Amarillo History 1922
Amarillo is the site of the Federal District Court, the Court of Civil Appeals of the Seventh Judicial District of Texas, the State District Court, the United States Weather Bureau Service, headquarters of the Live Stock Buyers and Sellers Association and has one of the eleven first-class post offices of the state, the resources of its six banks aggregate more than $13,000.000 and there are more than a quarter of a million dollars invested in public school property. The state also has two or three preparatory and business schools, one large hospital, and a bond issue has been authorized for a $220,000 county hospital and a $500,000 city auditorium. The post office, United States courts, revenue collectors and other United States officers are housed in the Federal building erected here by the Government. Postoffice receipts for the year 1919-20 were $121.722.30.
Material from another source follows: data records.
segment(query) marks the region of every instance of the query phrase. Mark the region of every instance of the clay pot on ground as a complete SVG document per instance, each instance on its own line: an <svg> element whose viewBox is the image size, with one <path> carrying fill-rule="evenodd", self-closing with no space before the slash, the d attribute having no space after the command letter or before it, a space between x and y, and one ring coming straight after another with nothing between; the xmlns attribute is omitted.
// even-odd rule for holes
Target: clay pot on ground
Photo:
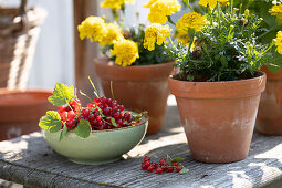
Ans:
<svg viewBox="0 0 282 188"><path fill-rule="evenodd" d="M282 135L282 70L275 74L267 67L262 67L262 71L267 73L268 81L261 95L255 130L268 135Z"/></svg>
<svg viewBox="0 0 282 188"><path fill-rule="evenodd" d="M54 107L49 91L0 90L0 140L39 130L39 119Z"/></svg>
<svg viewBox="0 0 282 188"><path fill-rule="evenodd" d="M241 81L187 82L169 77L191 156L232 163L248 156L265 74Z"/></svg>
<svg viewBox="0 0 282 188"><path fill-rule="evenodd" d="M133 111L147 111L149 124L147 134L159 132L164 123L168 90L168 75L175 62L155 65L117 66L106 58L96 59L96 74L106 97L114 97L119 104Z"/></svg>

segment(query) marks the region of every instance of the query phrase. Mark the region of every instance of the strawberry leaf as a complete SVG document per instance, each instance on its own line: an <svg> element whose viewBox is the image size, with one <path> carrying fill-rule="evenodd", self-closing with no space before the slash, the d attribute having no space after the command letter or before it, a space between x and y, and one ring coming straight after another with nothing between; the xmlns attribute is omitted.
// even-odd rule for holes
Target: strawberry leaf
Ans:
<svg viewBox="0 0 282 188"><path fill-rule="evenodd" d="M184 0L184 2L186 3L186 6L190 6L190 2L189 2L190 0Z"/></svg>
<svg viewBox="0 0 282 188"><path fill-rule="evenodd" d="M60 130L62 127L62 121L59 113L55 111L48 111L46 116L39 122L39 126L43 129L53 128L52 133L54 133L56 129Z"/></svg>
<svg viewBox="0 0 282 188"><path fill-rule="evenodd" d="M63 137L66 135L66 133L67 133L67 127L64 125L63 130L60 134L60 140L63 139Z"/></svg>
<svg viewBox="0 0 282 188"><path fill-rule="evenodd" d="M81 119L79 125L74 128L74 132L77 136L82 138L87 138L91 133L90 122L86 119Z"/></svg>
<svg viewBox="0 0 282 188"><path fill-rule="evenodd" d="M182 169L179 171L179 174L182 175L182 174L186 174L186 173L188 173L188 171L189 171L189 169L182 168Z"/></svg>
<svg viewBox="0 0 282 188"><path fill-rule="evenodd" d="M73 86L67 87L62 83L56 83L53 95L50 96L48 100L55 106L61 106L67 104L72 98L74 98L74 88Z"/></svg>
<svg viewBox="0 0 282 188"><path fill-rule="evenodd" d="M173 163L173 161L177 161L177 163L178 163L178 161L182 161L182 160L184 160L184 158L177 157L177 158L173 158L171 163Z"/></svg>
<svg viewBox="0 0 282 188"><path fill-rule="evenodd" d="M145 114L148 114L148 112L145 111L145 112L140 113L140 114L133 115L133 119L134 119L134 121L138 121L138 119L140 119L140 118L143 117L143 115L145 115Z"/></svg>

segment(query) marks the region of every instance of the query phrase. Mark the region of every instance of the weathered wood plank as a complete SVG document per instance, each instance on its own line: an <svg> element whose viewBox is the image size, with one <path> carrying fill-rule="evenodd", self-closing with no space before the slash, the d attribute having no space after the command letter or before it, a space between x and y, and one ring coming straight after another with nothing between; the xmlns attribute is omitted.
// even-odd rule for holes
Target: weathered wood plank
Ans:
<svg viewBox="0 0 282 188"><path fill-rule="evenodd" d="M247 159L202 164L190 156L175 107L168 108L161 133L148 136L117 163L76 165L54 153L40 133L0 143L0 178L39 187L257 187L281 185L282 137L254 134ZM149 174L144 155L182 157L188 174ZM157 160L156 159L156 160Z"/></svg>

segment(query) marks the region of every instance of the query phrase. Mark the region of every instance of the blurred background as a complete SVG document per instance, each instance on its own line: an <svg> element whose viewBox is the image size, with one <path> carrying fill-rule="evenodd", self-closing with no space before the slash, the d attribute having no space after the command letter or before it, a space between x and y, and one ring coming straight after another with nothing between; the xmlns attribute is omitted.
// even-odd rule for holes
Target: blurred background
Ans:
<svg viewBox="0 0 282 188"><path fill-rule="evenodd" d="M98 7L101 1L97 1L95 4ZM139 12L139 21L142 23L148 22L146 19L148 10L143 8L146 1L136 1L133 6L126 6L126 14L130 17L126 19L126 25L137 23L135 12ZM19 4L20 0L0 0L0 6L2 7L18 7ZM53 88L56 82L62 82L67 85L74 84L73 1L28 0L28 6L41 6L48 11L48 17L41 25L41 33L35 49L28 87ZM93 10L91 12L95 15L111 17L106 9Z"/></svg>

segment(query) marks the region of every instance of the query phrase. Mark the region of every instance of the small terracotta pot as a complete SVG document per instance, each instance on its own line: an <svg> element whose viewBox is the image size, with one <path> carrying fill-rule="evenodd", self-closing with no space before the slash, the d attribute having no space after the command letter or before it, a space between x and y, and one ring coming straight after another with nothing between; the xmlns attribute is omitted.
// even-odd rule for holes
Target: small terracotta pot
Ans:
<svg viewBox="0 0 282 188"><path fill-rule="evenodd" d="M250 148L265 74L242 81L187 82L169 77L192 158L231 163Z"/></svg>
<svg viewBox="0 0 282 188"><path fill-rule="evenodd" d="M282 70L276 74L267 67L265 91L261 95L255 130L268 135L282 135Z"/></svg>
<svg viewBox="0 0 282 188"><path fill-rule="evenodd" d="M106 58L94 62L105 96L112 97L112 81L118 103L129 109L147 111L147 134L157 133L164 123L169 93L167 80L175 62L126 67L117 66Z"/></svg>
<svg viewBox="0 0 282 188"><path fill-rule="evenodd" d="M39 130L39 119L54 107L49 91L0 90L0 140Z"/></svg>

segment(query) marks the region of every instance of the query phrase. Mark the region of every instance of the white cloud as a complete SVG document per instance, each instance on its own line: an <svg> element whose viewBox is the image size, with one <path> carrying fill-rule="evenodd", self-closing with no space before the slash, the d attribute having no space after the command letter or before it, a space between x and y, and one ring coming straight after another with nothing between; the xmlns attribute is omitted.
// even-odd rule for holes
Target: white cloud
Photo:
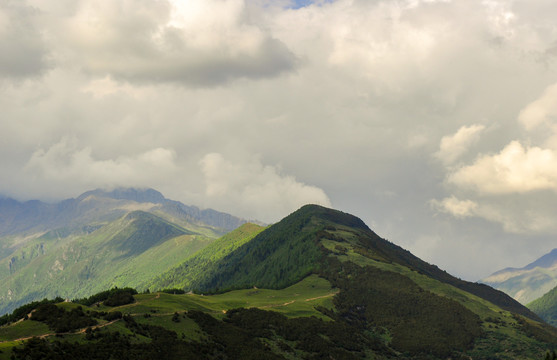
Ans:
<svg viewBox="0 0 557 360"><path fill-rule="evenodd" d="M37 28L40 12L26 1L0 2L0 79L43 74L50 66L44 34Z"/></svg>
<svg viewBox="0 0 557 360"><path fill-rule="evenodd" d="M459 200L455 196L444 198L441 201L432 200L431 204L436 210L459 218L475 215L478 207L478 204L472 200Z"/></svg>
<svg viewBox="0 0 557 360"><path fill-rule="evenodd" d="M96 159L90 147L79 147L76 139L64 138L47 149L36 150L25 166L32 186L48 184L50 196L67 192L66 187L83 190L102 186L148 187L177 172L176 154L154 148L135 156ZM39 182L44 182L39 184Z"/></svg>
<svg viewBox="0 0 557 360"><path fill-rule="evenodd" d="M483 125L463 126L455 134L443 136L435 156L446 165L452 164L479 140L480 132L484 129Z"/></svg>
<svg viewBox="0 0 557 360"><path fill-rule="evenodd" d="M212 207L239 210L253 219L273 222L305 204L331 206L325 192L283 175L257 158L231 162L219 153L200 161L205 175L207 203Z"/></svg>
<svg viewBox="0 0 557 360"><path fill-rule="evenodd" d="M459 168L447 181L482 194L557 191L557 154L513 141L498 154L484 155Z"/></svg>
<svg viewBox="0 0 557 360"><path fill-rule="evenodd" d="M83 1L64 36L84 69L139 83L213 86L291 71L295 57L244 0Z"/></svg>
<svg viewBox="0 0 557 360"><path fill-rule="evenodd" d="M440 239L411 250L449 271L550 244L557 3L291 5L1 2L0 191L149 186L272 222L330 198L402 246Z"/></svg>
<svg viewBox="0 0 557 360"><path fill-rule="evenodd" d="M557 120L557 84L547 87L543 95L531 102L518 115L518 121L532 130L542 124L554 124Z"/></svg>

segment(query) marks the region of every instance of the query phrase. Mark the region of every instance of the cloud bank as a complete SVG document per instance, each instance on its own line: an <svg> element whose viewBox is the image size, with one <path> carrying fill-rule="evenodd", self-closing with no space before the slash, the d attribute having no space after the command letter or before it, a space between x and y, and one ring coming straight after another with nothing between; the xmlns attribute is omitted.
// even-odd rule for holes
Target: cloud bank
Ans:
<svg viewBox="0 0 557 360"><path fill-rule="evenodd" d="M467 279L523 265L557 235L556 16L544 0L0 2L0 193L148 186L267 222L317 202Z"/></svg>

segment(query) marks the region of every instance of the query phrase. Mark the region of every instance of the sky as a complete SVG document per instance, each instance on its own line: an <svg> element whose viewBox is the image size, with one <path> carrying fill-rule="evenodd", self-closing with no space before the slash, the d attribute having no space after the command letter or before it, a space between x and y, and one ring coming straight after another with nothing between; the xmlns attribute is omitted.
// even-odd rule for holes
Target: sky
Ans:
<svg viewBox="0 0 557 360"><path fill-rule="evenodd" d="M552 0L0 0L0 194L352 213L466 280L556 246Z"/></svg>

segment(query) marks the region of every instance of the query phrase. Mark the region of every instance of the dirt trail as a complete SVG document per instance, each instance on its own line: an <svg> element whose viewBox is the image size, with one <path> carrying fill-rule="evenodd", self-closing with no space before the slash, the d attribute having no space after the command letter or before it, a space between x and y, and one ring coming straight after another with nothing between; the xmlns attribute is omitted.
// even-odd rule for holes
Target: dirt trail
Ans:
<svg viewBox="0 0 557 360"><path fill-rule="evenodd" d="M34 337L37 337L37 338L40 338L40 339L44 339L44 338L47 338L47 337L50 337L50 336L56 336L56 335L75 335L75 334L83 334L84 332L87 331L88 328L91 328L91 330L100 329L100 328L103 328L103 327L105 327L105 326L112 325L112 324L114 324L114 323L115 323L116 321L118 321L118 320L120 320L120 319L112 320L112 321L109 321L109 322L104 323L104 324L99 324L99 325L94 325L94 326L88 326L88 327L86 327L86 328L79 329L79 330L73 331L73 332L48 333L48 334L42 334L42 335L26 336L26 337L22 337L22 338L19 338L19 339L13 339L13 340L0 341L0 344L4 344L4 343L8 343L8 342L15 342L15 341L25 341L25 340L32 339L32 338L34 338Z"/></svg>

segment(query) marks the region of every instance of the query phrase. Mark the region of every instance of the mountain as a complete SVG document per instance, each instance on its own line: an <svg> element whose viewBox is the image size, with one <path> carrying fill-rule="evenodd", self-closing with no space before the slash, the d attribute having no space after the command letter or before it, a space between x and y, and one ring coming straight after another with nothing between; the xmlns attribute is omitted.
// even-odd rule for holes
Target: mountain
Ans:
<svg viewBox="0 0 557 360"><path fill-rule="evenodd" d="M43 297L144 288L243 223L152 189L93 190L56 204L0 199L0 314Z"/></svg>
<svg viewBox="0 0 557 360"><path fill-rule="evenodd" d="M119 221L139 223L118 244L153 227L194 236L144 212ZM0 359L541 359L557 346L557 329L503 292L316 205L243 225L149 284L16 309L0 318Z"/></svg>
<svg viewBox="0 0 557 360"><path fill-rule="evenodd" d="M557 249L523 268L503 269L481 282L528 304L557 286Z"/></svg>
<svg viewBox="0 0 557 360"><path fill-rule="evenodd" d="M538 314L548 324L557 326L557 286L542 297L529 303L528 308Z"/></svg>
<svg viewBox="0 0 557 360"><path fill-rule="evenodd" d="M156 213L189 226L197 224L221 235L246 222L226 213L201 210L166 199L153 189L97 189L55 204L0 198L0 236L32 235L62 227L76 228L115 220L133 210Z"/></svg>
<svg viewBox="0 0 557 360"><path fill-rule="evenodd" d="M283 289L318 274L339 289L330 309L320 311L357 334L387 337L395 353L517 359L557 344L554 328L503 292L457 279L360 219L320 206L304 206L203 271L195 258L163 274L159 287L224 297L234 289ZM184 283L191 272L196 278Z"/></svg>

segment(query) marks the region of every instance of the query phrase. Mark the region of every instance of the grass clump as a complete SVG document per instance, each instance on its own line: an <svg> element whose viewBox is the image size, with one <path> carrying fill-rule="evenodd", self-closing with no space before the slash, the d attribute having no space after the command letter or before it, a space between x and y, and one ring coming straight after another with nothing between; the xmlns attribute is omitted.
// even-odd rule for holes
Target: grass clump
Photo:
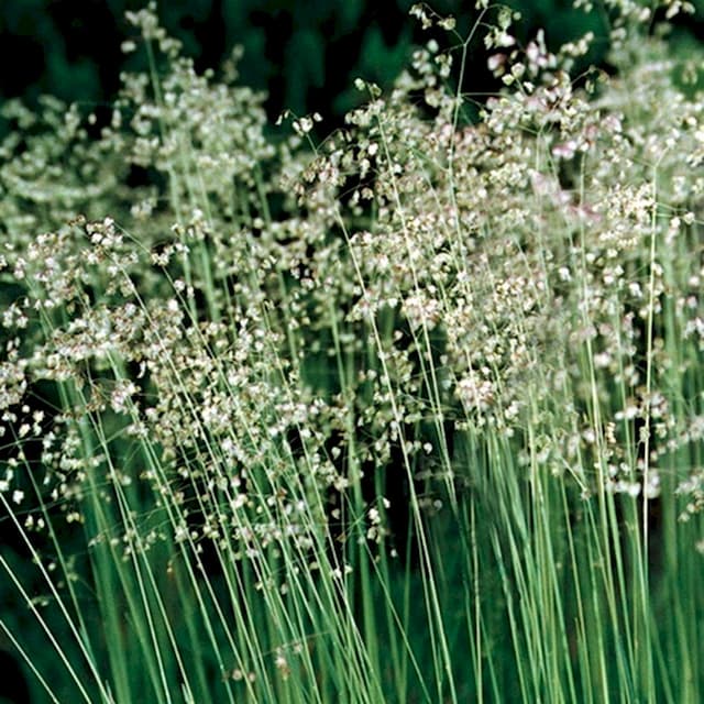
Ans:
<svg viewBox="0 0 704 704"><path fill-rule="evenodd" d="M591 36L480 6L415 7L458 50L319 144L152 9L110 114L6 107L0 626L37 697L701 700L698 64L607 3L617 70L574 76Z"/></svg>

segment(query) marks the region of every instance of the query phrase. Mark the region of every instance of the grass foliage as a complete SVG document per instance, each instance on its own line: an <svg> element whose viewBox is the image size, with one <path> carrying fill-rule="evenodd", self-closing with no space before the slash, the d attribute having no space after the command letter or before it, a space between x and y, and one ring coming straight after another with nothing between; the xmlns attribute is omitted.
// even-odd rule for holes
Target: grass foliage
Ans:
<svg viewBox="0 0 704 704"><path fill-rule="evenodd" d="M0 630L36 701L704 700L704 57L612 1L614 75L571 75L591 36L480 6L415 7L451 48L323 141L153 10L111 113L4 107Z"/></svg>

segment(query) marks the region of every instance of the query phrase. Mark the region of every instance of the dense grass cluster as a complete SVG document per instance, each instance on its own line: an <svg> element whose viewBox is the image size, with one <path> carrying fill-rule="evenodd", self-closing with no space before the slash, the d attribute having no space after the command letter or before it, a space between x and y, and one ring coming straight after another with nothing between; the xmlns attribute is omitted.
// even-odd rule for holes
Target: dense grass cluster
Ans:
<svg viewBox="0 0 704 704"><path fill-rule="evenodd" d="M320 143L153 9L110 113L3 108L0 642L37 701L704 698L704 55L612 1L614 76L574 75L593 37L479 6L415 7L454 50Z"/></svg>

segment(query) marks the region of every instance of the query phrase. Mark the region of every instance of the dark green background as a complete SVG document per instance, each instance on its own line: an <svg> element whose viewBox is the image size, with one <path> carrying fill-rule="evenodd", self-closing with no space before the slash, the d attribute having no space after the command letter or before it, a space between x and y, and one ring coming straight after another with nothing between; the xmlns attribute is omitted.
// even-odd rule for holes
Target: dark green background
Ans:
<svg viewBox="0 0 704 704"><path fill-rule="evenodd" d="M697 0L700 6L704 0ZM242 80L270 94L275 118L284 108L318 110L338 118L356 99L356 76L387 85L406 65L411 46L427 38L408 16L413 0L163 0L160 14L199 68L218 67L234 44L244 59ZM474 2L437 0L465 32L476 18ZM558 45L593 30L600 41L591 61L602 62L606 25L600 13L585 18L571 0L513 0L525 18L522 38L544 26ZM94 107L119 87L125 61L120 43L131 33L125 10L143 0L2 0L0 2L0 100L42 92ZM702 13L690 23L702 31ZM469 90L491 88L481 44L472 55Z"/></svg>

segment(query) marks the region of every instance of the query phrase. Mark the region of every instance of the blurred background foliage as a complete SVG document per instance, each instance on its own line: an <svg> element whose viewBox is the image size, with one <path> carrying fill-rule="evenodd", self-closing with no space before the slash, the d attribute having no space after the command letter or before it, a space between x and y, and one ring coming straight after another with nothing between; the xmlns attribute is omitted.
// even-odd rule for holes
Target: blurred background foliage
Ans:
<svg viewBox="0 0 704 704"><path fill-rule="evenodd" d="M243 82L266 90L271 118L285 108L298 114L320 111L334 123L359 101L352 81L361 76L388 85L407 64L414 44L427 41L408 18L414 0L160 0L167 30L183 43L198 68L217 68L234 45L244 48ZM145 0L2 0L0 2L0 101L41 94L87 103L109 102L122 69L140 68L124 57L125 10ZM476 19L474 2L435 0L452 13L461 33ZM607 51L603 13L585 15L572 0L509 0L524 18L527 40L544 28L557 46L591 30L597 36L587 59L600 64ZM598 3L595 3L598 4ZM681 26L682 46L704 36L704 0ZM495 88L481 43L471 54L466 88ZM330 127L330 125L329 125ZM1 128L0 128L1 129Z"/></svg>

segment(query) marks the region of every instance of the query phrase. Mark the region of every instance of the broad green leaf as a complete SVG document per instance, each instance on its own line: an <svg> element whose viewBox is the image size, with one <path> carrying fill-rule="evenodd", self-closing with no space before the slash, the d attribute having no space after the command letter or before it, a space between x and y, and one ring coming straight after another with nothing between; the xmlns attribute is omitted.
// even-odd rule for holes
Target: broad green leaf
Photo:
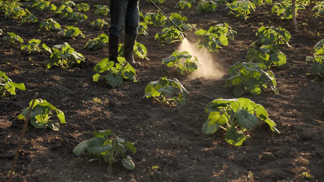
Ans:
<svg viewBox="0 0 324 182"><path fill-rule="evenodd" d="M120 72L116 74L108 73L106 75L106 79L109 84L113 88L115 88L122 83L123 76Z"/></svg>
<svg viewBox="0 0 324 182"><path fill-rule="evenodd" d="M254 114L248 112L245 109L239 108L235 113L235 118L240 125L249 130L258 125L258 119Z"/></svg>
<svg viewBox="0 0 324 182"><path fill-rule="evenodd" d="M110 150L112 148L110 144L103 145L105 139L98 137L92 138L88 141L88 152L98 154Z"/></svg>
<svg viewBox="0 0 324 182"><path fill-rule="evenodd" d="M131 151L131 152L132 152L133 154L136 153L136 148L132 143L131 143L129 142L127 142L125 144L125 146L128 150Z"/></svg>
<svg viewBox="0 0 324 182"><path fill-rule="evenodd" d="M84 141L77 145L73 149L73 153L77 155L79 155L88 149L88 140Z"/></svg>
<svg viewBox="0 0 324 182"><path fill-rule="evenodd" d="M228 143L236 146L242 145L243 142L246 140L246 137L244 134L237 132L236 129L234 127L227 129L225 138Z"/></svg>
<svg viewBox="0 0 324 182"><path fill-rule="evenodd" d="M132 158L127 155L126 159L124 159L122 161L122 165L127 169L133 170L135 168L135 165L132 160Z"/></svg>
<svg viewBox="0 0 324 182"><path fill-rule="evenodd" d="M112 134L111 131L108 130L96 130L93 132L93 137L99 137L100 136L106 136L110 135Z"/></svg>
<svg viewBox="0 0 324 182"><path fill-rule="evenodd" d="M58 123L51 120L48 120L47 126L49 128L55 131L57 131L60 129L60 125Z"/></svg>

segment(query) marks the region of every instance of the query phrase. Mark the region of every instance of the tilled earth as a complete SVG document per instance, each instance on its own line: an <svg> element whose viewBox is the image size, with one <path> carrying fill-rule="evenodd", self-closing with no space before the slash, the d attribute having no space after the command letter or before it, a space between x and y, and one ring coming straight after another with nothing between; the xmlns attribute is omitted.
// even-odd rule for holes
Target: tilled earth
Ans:
<svg viewBox="0 0 324 182"><path fill-rule="evenodd" d="M57 6L60 4L52 1ZM0 17L0 28L4 32L16 33L25 42L39 39L49 47L67 42L83 54L87 63L70 69L54 67L46 70L43 65L49 56L47 53L28 54L17 45L0 42L0 70L14 82L25 83L26 88L9 99L0 100L0 181L6 180L23 125L24 121L17 116L28 106L35 92L64 112L67 123L61 124L58 131L28 127L15 170L15 181L309 181L303 177L304 172L314 175L313 181L324 181L324 84L323 79L308 74L311 72L312 63L305 61L312 55L315 44L324 38L324 25L322 18L312 17L314 12L309 6L298 12L300 32L296 33L291 21L271 13L270 5L257 7L247 21L227 16L228 10L224 7L218 7L215 13L199 14L195 10L196 3L190 9L181 10L173 8L177 1L167 1L159 6L167 14L179 12L188 17L188 23L197 23L197 29L207 29L226 22L237 32L235 40L224 46L225 51L212 54L214 63L220 65L224 73L237 61L245 61L250 44L256 39L255 31L261 25L282 26L291 34L291 47L281 46L288 65L283 70L272 69L279 94L274 95L268 89L256 97L249 93L242 96L263 106L281 133L275 134L261 125L249 132L251 137L245 146L237 147L226 142L223 131L209 135L202 134L202 125L207 117L206 104L218 97L235 98L232 88L224 86L226 75L191 79L162 65L162 60L180 43L155 43L155 34L163 28L150 26L148 36L138 38L147 48L150 59L142 61L143 66L137 69L138 82L126 81L114 89L103 82L93 82L92 69L108 57L108 47L83 47L89 39L108 34L108 29L95 29L89 25L98 18L109 20L109 17L94 13L94 5L109 2L76 1L91 6L86 13L88 19L75 25L86 35L84 39L58 37L56 32L38 31L39 23L21 25L19 20ZM27 7L28 3L23 3ZM144 0L140 2L140 9L144 14L156 11ZM29 10L39 22L51 17L63 28L73 25L74 22L66 22L52 12ZM191 42L198 39L194 31L187 34ZM141 99L148 83L165 76L177 78L188 90L187 105L179 107ZM94 101L94 97L101 101ZM135 164L134 170L127 170L117 164L113 175L109 175L106 164L88 162L89 155L78 157L72 154L78 143L92 137L94 131L103 129L111 130L134 144L137 151L131 155ZM153 169L156 165L159 168ZM249 173L253 177L248 177Z"/></svg>

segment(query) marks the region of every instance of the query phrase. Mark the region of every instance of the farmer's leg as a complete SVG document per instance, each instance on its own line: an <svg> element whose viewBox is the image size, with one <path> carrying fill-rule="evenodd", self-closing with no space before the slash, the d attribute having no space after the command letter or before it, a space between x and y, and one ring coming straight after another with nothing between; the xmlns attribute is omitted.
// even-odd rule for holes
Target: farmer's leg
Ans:
<svg viewBox="0 0 324 182"><path fill-rule="evenodd" d="M111 0L109 27L109 60L118 63L118 37L122 33L126 18L128 0Z"/></svg>
<svg viewBox="0 0 324 182"><path fill-rule="evenodd" d="M125 20L125 47L124 55L126 61L133 67L138 67L141 63L134 60L133 51L137 35L139 21L139 11L137 0L128 0Z"/></svg>

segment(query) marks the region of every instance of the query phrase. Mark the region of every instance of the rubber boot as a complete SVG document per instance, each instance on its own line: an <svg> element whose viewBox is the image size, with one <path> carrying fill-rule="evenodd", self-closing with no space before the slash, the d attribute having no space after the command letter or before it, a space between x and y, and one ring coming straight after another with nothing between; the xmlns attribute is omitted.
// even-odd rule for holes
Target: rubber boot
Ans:
<svg viewBox="0 0 324 182"><path fill-rule="evenodd" d="M118 63L119 62L117 60L117 57L118 57L118 37L110 35L108 44L109 61L113 61L115 64Z"/></svg>
<svg viewBox="0 0 324 182"><path fill-rule="evenodd" d="M124 57L126 60L126 61L134 68L138 68L141 66L141 63L138 62L135 62L133 56L134 45L135 44L135 41L137 36L137 35L133 34L125 34Z"/></svg>

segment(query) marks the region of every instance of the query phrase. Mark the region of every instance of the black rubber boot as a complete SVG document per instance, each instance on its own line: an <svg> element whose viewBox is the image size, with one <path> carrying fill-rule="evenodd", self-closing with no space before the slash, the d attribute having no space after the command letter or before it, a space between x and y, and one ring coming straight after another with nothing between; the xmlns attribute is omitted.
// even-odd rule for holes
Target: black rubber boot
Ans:
<svg viewBox="0 0 324 182"><path fill-rule="evenodd" d="M109 35L108 39L109 45L109 61L113 61L115 64L118 63L117 57L118 57L118 37Z"/></svg>
<svg viewBox="0 0 324 182"><path fill-rule="evenodd" d="M135 44L135 41L137 36L137 35L133 34L125 34L124 57L126 60L126 61L134 68L138 68L141 66L141 63L138 62L135 62L134 60L134 57L133 57L134 45Z"/></svg>

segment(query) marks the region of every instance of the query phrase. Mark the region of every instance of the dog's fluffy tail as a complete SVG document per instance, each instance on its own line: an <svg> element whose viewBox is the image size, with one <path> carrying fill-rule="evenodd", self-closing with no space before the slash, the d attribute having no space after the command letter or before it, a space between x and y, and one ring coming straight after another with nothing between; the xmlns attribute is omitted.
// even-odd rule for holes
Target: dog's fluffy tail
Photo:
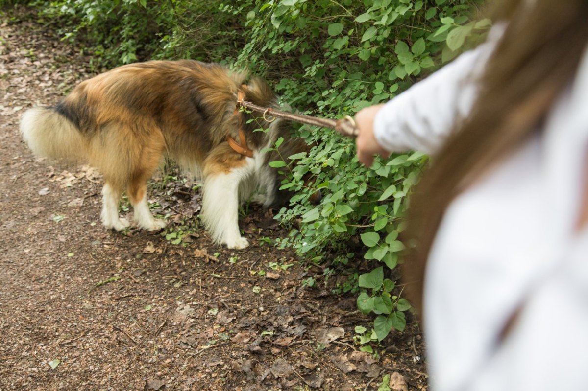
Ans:
<svg viewBox="0 0 588 391"><path fill-rule="evenodd" d="M86 143L79 130L51 107L28 110L21 118L21 134L39 157L76 161L84 156Z"/></svg>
The early history of Amarillo has as its central figure a prominent Texas business and cattle man, Henry B. Sanborn. Mr. Sanborn was at one time associated with the inventor of barbed wire, and had the distinction of introducing that fencing material, against the prejudices of stockmen, into Texas, where it is now almost the sole form of fencing over the entire western section of the state. Early in the '80s Mr. Sanborn bought a large tract of more than a hundred thousand acres in Potter and Randall counties, and in 1882 enclosed the area with a wire fence of four strands. That was one of the first fenced pastures of any size in the Panhandle. After the construction of the Fort Worth & Denver City Railway, passing through the Sanborn ranch, the townsite of Amarillo was laid out on the east side of the Sanborn property. The first location was about a mile west of where the town now stands. The county voted about thirty thousand dollars to build a courthouse, and in a short time about a thousand people had located in that vicinity. Mr. Sanborn. in spite of the courthouse, was not satisfied with the location of Amarillo, and exhibited a remarkable degree of enterprise in establishing the town on his own land and at a site he deemed more eligible. According to the Texas laws the county seat, once located, could not be changed for five years.
Unable to secure the immediate removal of the courthouse, Mr. Sanborn proceeded to appropriate practically all the rest of the town, first building an expensive hotel on his site, putting up houses, laying out streets, introducing many improvements, and employing every legitimate means to influence the merchants and the residents of old Amarillo to come to his place. Gradually the old town became deserted except for the courthouse, and even the county officers lived in the new town and walked a mile each day to attend to their official duties. After the expiration of the five-year period the courthouse, too, was moved to Mr. Sanborn's site, and thus ended one of the most interesting town site wars in the state.
- History of Texas, 1922, by W. Barrett Travis.